Photo by ArkansasOnline
By Randy Moll
NORTHWEST ARKANSAS -- Some of you may remember an editorial I wrote back on Feb. 1, 2012, asking the question: "Are there wolves in Arkansas?" and mentioning a possible sighting. Since that time, I have received numerous responses from readers across the state with accounts of seeing what they believed was a grey wolf.
Arkansas Game and Fish Commission told me that what people were seeing is likely wolf-dog and wolf-coyote cross animals, possibly containing some bloodline from the, now extinct in Arkansas, red wolves which once were abundant in the region.
I remember, too, when I was a child, growing up in southeast Missouri, hearing accounts of wolf sightings there but also hearing officials saying there were no wolves in the state.
Perhaps this is why the photo above and article which follows caught my attention. Apparently, there are, at least occasionally, wolves in Missouri, wolves like I saw when I lived in northern Minnesota, even though they were a rare sighting there as well.
If a grey wolf, akin to those up north, can be found in Missouri, why not Arkansas?
As I said back in 2012, we were told there were no cougars in Kansas a number of years ago when I lived there -- well, until enough people saw them and some were killed there. On our last trip back, my daughter showed me a photo of a cougar stalking a deer there.
And, my wife saw one of the big cats during her travels just a week ago here in Arkansas, along U.S. Highway 71, north of Waldron. Don't tell her I believe her. I prefer to give her a bad time about seeing things.
CAPE GIRARDEAU (Mo.) -- DNA testing by the U.S. Fish and Wildlife Service has confirmed that a canine shot in Wayne County, Mo., in late November by a private landowner while hunting is a grey wolf, most similar to grey wolves from the Great Lakes population.
The landowner contacted the Missouri Department of Conservation after he shot the animal and surrendered it to the department so biologists could determine the animal's species. The department transferred the carcass to Fish & Wildlife for testing.

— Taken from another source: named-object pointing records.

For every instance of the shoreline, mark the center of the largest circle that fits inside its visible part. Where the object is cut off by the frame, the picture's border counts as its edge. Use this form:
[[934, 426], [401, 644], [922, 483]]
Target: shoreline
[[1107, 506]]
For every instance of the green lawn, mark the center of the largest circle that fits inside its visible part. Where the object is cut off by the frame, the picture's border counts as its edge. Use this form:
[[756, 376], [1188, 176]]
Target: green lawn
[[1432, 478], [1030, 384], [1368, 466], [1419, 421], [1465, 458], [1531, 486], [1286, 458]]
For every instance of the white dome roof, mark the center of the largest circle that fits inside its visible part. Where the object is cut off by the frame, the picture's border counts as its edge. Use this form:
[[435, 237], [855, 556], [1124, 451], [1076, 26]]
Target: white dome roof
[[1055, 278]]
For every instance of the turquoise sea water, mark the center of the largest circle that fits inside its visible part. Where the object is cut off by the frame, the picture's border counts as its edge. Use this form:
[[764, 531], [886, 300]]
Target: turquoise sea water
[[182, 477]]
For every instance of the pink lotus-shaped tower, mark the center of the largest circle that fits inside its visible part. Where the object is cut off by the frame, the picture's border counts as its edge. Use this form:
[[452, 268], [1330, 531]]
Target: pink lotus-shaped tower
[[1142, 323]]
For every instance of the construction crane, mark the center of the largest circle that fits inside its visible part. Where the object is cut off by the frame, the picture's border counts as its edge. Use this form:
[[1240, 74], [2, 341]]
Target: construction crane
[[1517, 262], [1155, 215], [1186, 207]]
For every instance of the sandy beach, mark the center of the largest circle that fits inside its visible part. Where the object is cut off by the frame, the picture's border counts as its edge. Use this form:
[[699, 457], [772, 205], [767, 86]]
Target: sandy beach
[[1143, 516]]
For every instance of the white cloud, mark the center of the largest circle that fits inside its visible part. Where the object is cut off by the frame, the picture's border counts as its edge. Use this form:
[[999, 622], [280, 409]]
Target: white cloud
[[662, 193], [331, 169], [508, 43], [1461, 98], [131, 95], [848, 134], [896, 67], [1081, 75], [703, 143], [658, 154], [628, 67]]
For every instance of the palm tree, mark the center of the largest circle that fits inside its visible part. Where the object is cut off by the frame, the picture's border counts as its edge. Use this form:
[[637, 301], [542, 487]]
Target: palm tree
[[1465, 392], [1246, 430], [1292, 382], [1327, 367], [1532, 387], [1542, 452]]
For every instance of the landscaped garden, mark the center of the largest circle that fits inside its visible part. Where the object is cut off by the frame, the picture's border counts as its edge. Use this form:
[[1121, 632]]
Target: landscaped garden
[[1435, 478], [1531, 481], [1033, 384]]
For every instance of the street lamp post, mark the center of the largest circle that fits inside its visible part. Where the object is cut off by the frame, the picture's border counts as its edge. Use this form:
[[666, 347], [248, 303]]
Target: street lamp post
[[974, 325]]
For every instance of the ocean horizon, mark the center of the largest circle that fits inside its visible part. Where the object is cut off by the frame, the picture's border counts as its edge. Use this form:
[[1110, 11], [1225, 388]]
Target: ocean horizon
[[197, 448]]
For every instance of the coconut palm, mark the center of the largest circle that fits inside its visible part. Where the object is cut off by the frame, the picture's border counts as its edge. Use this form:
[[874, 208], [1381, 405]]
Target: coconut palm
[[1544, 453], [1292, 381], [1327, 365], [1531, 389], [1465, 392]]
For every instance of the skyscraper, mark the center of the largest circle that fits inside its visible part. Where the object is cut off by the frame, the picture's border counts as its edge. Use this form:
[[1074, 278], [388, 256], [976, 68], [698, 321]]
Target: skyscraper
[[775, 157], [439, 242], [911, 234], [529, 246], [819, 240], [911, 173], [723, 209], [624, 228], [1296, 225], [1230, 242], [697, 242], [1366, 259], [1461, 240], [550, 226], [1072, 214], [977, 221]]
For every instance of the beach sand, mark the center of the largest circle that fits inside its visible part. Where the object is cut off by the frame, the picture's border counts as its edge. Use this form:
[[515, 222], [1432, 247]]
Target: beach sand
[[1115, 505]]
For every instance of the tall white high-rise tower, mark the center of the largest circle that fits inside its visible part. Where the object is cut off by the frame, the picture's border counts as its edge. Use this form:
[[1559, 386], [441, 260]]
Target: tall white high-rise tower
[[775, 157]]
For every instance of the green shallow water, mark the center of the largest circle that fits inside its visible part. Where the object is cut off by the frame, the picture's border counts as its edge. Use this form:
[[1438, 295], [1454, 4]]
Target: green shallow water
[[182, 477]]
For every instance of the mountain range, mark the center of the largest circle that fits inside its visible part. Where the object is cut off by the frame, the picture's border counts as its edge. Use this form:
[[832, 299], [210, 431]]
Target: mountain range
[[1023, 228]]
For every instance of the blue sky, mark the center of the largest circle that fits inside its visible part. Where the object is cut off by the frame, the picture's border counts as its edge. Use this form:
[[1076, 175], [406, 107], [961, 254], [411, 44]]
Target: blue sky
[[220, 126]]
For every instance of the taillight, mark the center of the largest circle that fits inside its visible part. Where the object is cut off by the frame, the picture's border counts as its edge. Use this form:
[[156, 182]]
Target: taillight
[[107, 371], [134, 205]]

"Because of the great variety in the bodies of dogs, coyotes and wolves, it's important that we get DNA evidence to ensure correct identification of the animal," Jeff Beringer, a Missouri Department of Conservation resource scientist, said. "We have DNA signatures from all captive wolves and wolf-hybrids in the state. We also compare DNA from the animal in question with DNA of wolves around the country to help determine the origin of the animal."
Initial examination of the animal by Beringer determined that it was an 80-pound female canine, approximately two years old. The animal did not have a microchip, tag or tattoo, which would identify it as an escaped captive animal.
Beringer said wolves can appear similar to coyotes, but are significantly larger. Coyotes seldom exceed 30 pounds in Missouri.
There is no known breeding population of wolves in Missouri, Beringer said. Over the past decade, Missouri hunters have occasionally shot wolves that wandered here from other states, mistaking them for coyotes.